Cyagen has established a one-stop CRO platform for drug development, screening, and drug efficacy evaluation covering a wide range of research areas, including oncology, immunology, metabolism, cardiology, neurology, ophthalmology, and infectious diseases. Cyagen’s one-stop in vivo and in vitro drug efficacy service platform can provide services including immunological testing, physiological and biochemical testing, behavioral testing, cell function testing, molecular biology testing, in vivo imaging, pathology and other specific disease phenotype analyses.

Animal disease models are an indispensable tool to study the mechanisms of human disease development, and can be used for drug screening and efficacy evaluations. Choosing the right disease animal models can accelerate the development of new drugs. To provide the highest-quality models to researchers, we continuously optimize our gene editing technologies and recruit seasoned specialists to support our scientific innovation together.

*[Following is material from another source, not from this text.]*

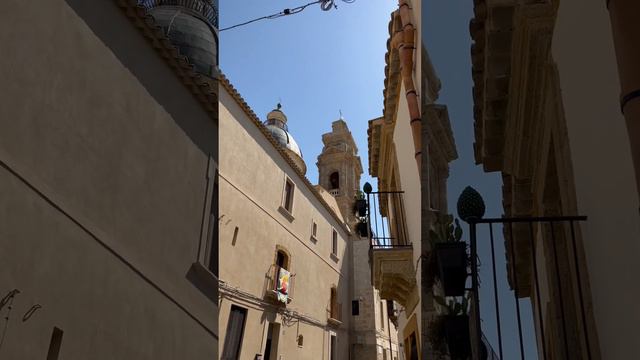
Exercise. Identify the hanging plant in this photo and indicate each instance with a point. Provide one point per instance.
(449, 255)
(449, 332)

Rare Disease Data Center (RDDC): AI-enabled bioinformatics research tools

Publicly launched in February 2022, the Rare Disease Data Center (RDDC) has been developed by the artificial intelligence innovation center of Tsinghua Pearl River Delta Research Institute and Cyagen as part of their participation in the Rare Disease Gene Therapy Alliance, providing support for improved dissemination of biological and genetics information and knowledge. The RDDC focuses on providing comprehensive genetic data visualization & AI-powered pathogenic analysis tools for rare disease research. It integrates all reported rare disease data and gene information, including: epidemiological data, disease-related gene profile, variants, phenotypes, drug developmental outlines, and disease-associated mouse models. The purpose of RDDC is to help doctors, researchers, pharmaceutical companies, as well as patients and their families, to quickly analyze and understand any rare disease. It also integrates China’s domestic rare disease-related data resources to provide a comprehensive data profile for scientific and clinical research of rare diseases.